Die Beckmann-Klasse

Karl Tratt: Atelierszene (Georg Heck, Karl Tratt, Marie-Louise von Motesiczky, Friedrich Wilhelm Meyer, Anna Krüger), 1928, Öl auf Leinwand, Sammlung Giersch, Frankfurt am Main
Beckmann hat unsere Klasse an der langen Leine geführt. Aber sein Einfluß war da. Doch nicht als Diktat. Hier war eine Klasse, die ihre Selbständigkeit erprobt hatte. Die Aufgaben wurden gestellt von ihm oder von uns. Und dann wurde es gemacht. Kritik von außen war uns gleichgültig.
Georg Heck
Am 6. Oktober 1925 berief der Magistrat der Stadt Frankfurt Max Beckmann als Leiter einer Meisterklasse an die neu organisierte Städelschule. Fritz Wichert war der Motor hinter der Idee, den damals bereits berühmten Künstler auch weiterhin an die Stadt am Main zu binden. Das Beckmann’sche Meisteratelier wurde organisatorisch der Klasse für Freie Kunst von Professor Cissarz angegliedert.
Beckmann konnte sich als Lehrer gewisse Sonderkonditionen sichern, so neben einem Jahresgehalt von 10.000 Mark insbesondere die Freiheit, kommen und gehen zu können, wann er wollte. Diese Bevorzugung erweckte den Unmut einiger anderer Lehrer, der noch gesteigert wurde, weil Wichert sich das Recht vorbehalten hatte, besonders begabte Schüler*innen in die Klasse Beckmanns zu versetzen.
So auch Georg Heck, der 1928 von Cissarz zu Beckmann wechselte. Dort traf er Theo Garve und Karl Tratt, die bereits von Anfang an in der Beckmann-Klasse waren, aber auch Walter Hergenhahn, Carla Brill und Friedrich Wilhelm Meyer, die wie er erst kürzlich hierher gewechselt hatten, sowie Inge Dinand, die aus der Klasse von Christian Peter Rasmussen hinzustieß. 1930 vervollständigte Leopold Mayer die Gruppe. Hinzu kamen noch einige unregelmäßig oder kurzzeitig von Beckmann betreute Schüler und Schülerinnen wie Marie-Louise von Motesiczky, Anna Krüger und Hella Mandt. Aber die Zahl der „Beckmänner“ blieb überschaubar.
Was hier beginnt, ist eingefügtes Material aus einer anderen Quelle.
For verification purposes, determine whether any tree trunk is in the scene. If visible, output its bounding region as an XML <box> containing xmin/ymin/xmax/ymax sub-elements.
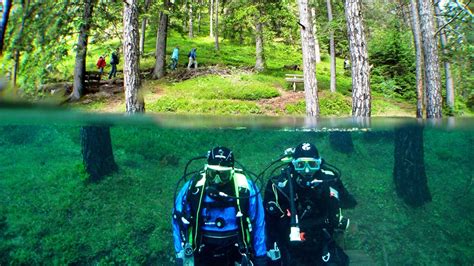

Beckmann hatte, als er in Frankfurt begann, keinerlei Erfahrung als Lehrer. Üblicherweise stellte er eine Aufgabe, ließ die Schüler*innen daran arbeiten und erschien dann zur Korrektur, anfangs noch alle acht bis 14 Tage, später nur noch einmal monatlich. Die Korrektur begann mit einer intensiven Betrachtung – immer scheint er die Schülerarbeiten ernst genommen zu haben –, der ein wortkarges Urteil folgte. Die meisten seiner Schüler*innen, wie auch Georg Heck, betonten im Rückblick, dass Beckmann zwar einen großen Einfluss ausübte, aber den Lernenden stets ihre Selbstständigkeit beließ, ja, sie dazu ermunterte, ihren eigenen Weg zu finden.
Dass Beckmann seine Schüler*innen respektierte, zeigte sich beispielsweise in einer geplanten Zusammenarbeit mit Leopold Mayer, von dessen Aquatintablättern er fasziniert war. Georg Heck wiederum empfahl er für die Ausführung eines Wandbildes im Casino des IG-Farben-Gebäudes.
Die Machtübernahme der Nationalsozialisten beendete die Tätigkeit Beckmanns in Frankfurt: Sein Dienstvertrag wurde am 31. März 1933 mit Wirkung zum 15. April gekündigt. „Wie eine Bombe ist der Beckmann-Kreis 1933 auseinandergeflogen“, erinnerte sich Georg Heck viele Jahre später.